Tried both but the pattern artifact still occurs. Very weird. Maybe it isnt a synchronisation problem?

Finally i found some time to investigate this issue and it was indeed an synchronisation issue.
But why and why it works how i fixed it is not really clear for me, so any explanations would be awesome!

So the problem is that the commands in my Post-Processing Command-Buffer accessing the rendered Image BEFORE the whole rendering of my 3d-scene is finished.

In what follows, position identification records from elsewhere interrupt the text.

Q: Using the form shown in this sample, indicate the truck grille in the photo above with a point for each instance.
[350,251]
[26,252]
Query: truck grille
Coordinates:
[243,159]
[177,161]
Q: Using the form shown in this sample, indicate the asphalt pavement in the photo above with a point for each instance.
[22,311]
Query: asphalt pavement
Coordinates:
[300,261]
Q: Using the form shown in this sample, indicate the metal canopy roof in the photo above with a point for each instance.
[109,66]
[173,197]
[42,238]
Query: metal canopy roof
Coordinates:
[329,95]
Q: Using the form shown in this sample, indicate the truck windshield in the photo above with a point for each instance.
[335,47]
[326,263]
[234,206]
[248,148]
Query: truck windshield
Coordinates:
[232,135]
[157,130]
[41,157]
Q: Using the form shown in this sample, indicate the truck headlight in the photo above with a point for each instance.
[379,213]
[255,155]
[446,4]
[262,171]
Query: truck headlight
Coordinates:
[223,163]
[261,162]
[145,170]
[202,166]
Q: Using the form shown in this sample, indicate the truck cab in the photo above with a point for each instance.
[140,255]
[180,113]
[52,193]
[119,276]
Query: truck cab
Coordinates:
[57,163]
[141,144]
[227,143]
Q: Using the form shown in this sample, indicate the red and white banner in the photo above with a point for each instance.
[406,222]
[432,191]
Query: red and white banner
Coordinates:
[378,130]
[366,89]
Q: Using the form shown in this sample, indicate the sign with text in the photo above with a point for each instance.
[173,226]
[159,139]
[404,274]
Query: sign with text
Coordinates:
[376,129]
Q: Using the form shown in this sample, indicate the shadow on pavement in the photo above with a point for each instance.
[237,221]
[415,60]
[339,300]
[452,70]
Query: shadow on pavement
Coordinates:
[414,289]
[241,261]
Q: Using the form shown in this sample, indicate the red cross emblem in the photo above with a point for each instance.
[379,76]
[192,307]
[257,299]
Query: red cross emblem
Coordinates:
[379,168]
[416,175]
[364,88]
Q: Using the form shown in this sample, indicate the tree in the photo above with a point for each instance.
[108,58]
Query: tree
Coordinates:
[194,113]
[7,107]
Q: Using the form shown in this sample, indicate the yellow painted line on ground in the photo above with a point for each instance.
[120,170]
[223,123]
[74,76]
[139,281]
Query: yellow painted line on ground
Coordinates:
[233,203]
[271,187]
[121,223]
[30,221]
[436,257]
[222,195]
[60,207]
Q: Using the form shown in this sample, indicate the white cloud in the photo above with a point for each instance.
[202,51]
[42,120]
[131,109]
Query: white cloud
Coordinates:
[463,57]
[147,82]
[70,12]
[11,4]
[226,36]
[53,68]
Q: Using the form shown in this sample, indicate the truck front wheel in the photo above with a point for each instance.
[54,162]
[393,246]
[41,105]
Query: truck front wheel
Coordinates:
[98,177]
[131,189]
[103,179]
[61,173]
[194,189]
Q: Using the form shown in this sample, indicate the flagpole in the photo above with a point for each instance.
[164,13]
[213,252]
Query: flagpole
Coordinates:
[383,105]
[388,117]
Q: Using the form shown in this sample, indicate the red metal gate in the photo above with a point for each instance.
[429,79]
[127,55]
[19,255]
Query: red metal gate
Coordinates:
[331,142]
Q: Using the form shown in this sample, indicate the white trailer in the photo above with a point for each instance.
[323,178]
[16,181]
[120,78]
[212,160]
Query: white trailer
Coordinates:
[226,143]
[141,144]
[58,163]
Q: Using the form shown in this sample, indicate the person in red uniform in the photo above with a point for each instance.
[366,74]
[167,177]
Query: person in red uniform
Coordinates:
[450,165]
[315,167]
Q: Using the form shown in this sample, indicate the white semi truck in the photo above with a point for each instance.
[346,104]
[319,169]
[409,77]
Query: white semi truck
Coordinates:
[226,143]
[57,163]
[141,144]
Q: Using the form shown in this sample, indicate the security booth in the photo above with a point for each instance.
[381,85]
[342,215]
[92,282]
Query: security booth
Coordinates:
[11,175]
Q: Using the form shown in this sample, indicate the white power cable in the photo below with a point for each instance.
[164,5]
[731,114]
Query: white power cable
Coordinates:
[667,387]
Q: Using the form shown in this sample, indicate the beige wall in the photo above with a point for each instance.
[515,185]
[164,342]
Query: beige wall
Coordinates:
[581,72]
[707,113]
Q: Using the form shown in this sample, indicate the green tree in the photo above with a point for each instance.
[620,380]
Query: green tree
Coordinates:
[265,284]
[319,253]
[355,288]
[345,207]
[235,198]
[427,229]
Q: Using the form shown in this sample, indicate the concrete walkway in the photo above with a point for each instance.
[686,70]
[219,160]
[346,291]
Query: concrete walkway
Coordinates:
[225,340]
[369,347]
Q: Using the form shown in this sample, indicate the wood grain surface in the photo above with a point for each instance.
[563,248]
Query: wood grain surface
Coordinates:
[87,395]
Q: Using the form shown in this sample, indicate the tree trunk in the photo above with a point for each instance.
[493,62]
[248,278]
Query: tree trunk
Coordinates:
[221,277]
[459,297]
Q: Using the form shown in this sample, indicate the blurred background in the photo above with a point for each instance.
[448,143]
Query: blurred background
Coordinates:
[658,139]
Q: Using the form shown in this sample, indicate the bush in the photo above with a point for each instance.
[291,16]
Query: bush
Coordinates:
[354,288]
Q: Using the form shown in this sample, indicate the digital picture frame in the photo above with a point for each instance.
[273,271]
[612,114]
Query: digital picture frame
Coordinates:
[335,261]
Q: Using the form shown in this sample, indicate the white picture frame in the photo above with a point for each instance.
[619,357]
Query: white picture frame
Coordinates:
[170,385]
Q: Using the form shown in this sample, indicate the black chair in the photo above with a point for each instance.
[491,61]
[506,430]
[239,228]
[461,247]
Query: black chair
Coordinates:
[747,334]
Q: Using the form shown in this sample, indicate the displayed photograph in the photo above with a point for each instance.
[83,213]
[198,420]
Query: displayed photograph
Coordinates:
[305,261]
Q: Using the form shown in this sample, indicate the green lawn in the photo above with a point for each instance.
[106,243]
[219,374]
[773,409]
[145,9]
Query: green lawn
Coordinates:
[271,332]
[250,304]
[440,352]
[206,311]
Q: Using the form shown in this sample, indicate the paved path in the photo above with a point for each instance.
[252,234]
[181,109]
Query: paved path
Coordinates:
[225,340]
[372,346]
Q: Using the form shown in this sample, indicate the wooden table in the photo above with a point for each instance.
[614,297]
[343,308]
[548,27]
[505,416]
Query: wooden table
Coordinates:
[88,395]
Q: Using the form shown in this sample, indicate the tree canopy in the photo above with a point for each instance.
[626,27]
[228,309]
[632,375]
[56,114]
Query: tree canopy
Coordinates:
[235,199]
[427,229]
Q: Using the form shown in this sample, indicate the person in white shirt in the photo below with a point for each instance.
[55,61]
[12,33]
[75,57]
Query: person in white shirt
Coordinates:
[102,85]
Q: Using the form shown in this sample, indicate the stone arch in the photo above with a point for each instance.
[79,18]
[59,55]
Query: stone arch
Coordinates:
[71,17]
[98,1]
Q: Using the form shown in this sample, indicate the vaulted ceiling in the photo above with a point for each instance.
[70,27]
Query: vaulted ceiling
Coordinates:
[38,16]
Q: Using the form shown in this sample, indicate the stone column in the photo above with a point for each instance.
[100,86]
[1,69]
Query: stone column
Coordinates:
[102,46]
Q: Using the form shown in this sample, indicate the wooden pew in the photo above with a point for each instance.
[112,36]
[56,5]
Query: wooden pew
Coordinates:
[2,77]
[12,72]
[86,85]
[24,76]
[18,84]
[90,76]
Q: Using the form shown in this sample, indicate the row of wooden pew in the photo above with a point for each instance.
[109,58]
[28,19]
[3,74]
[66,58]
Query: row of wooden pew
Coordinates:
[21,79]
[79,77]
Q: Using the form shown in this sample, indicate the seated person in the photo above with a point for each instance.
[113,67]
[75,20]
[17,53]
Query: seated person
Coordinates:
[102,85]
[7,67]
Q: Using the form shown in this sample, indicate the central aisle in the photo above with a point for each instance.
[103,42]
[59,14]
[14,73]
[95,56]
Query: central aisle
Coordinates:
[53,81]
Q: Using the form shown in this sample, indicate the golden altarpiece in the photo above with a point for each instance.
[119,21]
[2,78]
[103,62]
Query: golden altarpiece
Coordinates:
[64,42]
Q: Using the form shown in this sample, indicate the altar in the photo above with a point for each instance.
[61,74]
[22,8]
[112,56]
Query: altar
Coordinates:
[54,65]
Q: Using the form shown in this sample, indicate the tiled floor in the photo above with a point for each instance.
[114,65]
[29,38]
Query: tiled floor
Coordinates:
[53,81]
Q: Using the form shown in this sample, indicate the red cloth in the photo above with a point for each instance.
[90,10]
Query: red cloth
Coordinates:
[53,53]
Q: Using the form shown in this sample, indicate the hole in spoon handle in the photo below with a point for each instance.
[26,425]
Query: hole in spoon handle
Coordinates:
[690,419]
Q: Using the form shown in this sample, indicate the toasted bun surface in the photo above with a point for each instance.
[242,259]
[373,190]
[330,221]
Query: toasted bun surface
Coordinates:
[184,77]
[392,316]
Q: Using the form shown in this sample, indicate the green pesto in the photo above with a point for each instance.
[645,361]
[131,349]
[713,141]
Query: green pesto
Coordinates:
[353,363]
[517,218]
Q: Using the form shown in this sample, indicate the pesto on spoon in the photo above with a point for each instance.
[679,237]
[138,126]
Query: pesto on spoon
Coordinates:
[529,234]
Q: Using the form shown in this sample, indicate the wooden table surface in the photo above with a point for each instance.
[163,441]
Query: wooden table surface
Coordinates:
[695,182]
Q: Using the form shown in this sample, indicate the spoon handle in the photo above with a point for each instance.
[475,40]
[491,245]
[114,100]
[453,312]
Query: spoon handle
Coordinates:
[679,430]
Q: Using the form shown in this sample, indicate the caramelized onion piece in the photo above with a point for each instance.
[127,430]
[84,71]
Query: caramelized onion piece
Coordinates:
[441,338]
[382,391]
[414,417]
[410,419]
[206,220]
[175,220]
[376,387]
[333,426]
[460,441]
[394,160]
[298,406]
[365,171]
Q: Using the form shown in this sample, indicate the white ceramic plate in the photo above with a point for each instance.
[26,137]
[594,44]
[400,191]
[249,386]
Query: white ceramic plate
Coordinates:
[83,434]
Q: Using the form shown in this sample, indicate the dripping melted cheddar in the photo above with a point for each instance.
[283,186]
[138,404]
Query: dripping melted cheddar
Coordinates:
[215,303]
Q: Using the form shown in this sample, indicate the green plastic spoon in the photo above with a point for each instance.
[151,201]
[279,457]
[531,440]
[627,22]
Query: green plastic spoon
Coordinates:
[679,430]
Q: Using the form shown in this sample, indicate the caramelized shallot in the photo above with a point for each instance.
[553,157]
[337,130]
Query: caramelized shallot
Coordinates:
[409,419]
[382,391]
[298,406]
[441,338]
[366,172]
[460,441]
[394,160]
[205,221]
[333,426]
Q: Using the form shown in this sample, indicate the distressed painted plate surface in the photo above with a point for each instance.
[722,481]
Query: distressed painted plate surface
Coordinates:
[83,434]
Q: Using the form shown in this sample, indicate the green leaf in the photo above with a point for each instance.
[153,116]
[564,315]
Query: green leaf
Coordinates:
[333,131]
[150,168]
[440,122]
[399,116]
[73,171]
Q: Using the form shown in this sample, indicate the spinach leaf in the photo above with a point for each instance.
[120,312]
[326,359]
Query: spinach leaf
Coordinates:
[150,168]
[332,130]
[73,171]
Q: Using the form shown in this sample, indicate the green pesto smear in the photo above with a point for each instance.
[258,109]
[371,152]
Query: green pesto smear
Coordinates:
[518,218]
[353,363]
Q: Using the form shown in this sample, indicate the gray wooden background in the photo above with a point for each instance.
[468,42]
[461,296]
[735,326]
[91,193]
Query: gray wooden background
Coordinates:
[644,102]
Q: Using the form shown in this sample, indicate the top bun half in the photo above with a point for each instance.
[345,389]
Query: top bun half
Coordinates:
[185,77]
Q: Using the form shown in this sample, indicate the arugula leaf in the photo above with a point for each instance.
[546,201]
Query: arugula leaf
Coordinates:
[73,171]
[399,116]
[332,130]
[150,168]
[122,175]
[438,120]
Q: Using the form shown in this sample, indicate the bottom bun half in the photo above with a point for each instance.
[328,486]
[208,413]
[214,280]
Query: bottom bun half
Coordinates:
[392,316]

This is how i submit my command buffers:

        // Gather all Command-Buffers and submit them all in once
        std::vector<const CommandBuffer*> commandBuffers;
        {
            // Add the cmd which renders the scene
            commandBuffers.push_back(&frameResources[frameDataIndex].primaryCmd);

            // Add Post-Processing Command Buffer
            commandBuffers.push_back(subRenderer[POSTPROCESS]->getCMD(frameDataIndex));
        }
        // Submit all Command Buffer in the List at once
        CommandBuffer::submit(graphicQueue, commandBuffers);

My first found fix was to submit the scene-cmd and post-processing cmd just one by one instead of in a batch:

        frameResources[frameDataIndex].primaryCmd.submit(graphicQueue);
        subRenderer[POSTPROCESS]->getCMD(frameDataIndex)->submit(graphicQueue);

Why this is working?

My second fix was to add a pipeline-barrier right before the post-processing renderer records all commands: (Weird to me is that i dont even have to specify anything in this command and it works)

 vkCmdPipelineBarrier(postProcessingCmd, VK_PIPELINE_STAGE_ALL_COMMANDS_BIT, VK_PIPELINE_STAGE_ALL_COMMANDS_BIT, 0, 0, NULL, 0, NULL, 0, NULL);

But the real question is why the commands in the post-processing cmd access the rendered-image to early?
I thought my rendering is synchronized by subpass-dependencies.
I have tried to use every access-flags and every stage-masks for both subpass-dependencies (VK_SUBPASS_EXTERNAL to 0 and vice versa) but it didnt fix this problem.

Hopy you can help me to understand this :slight_smile:

Thanks
SH

If you used the subpass dependencies you posted before for both cmdbuffers and submitted them in the same batch, then I think it wouldn’t work.
The dependencies assume there will be a semaphore between the two cmdbuffers.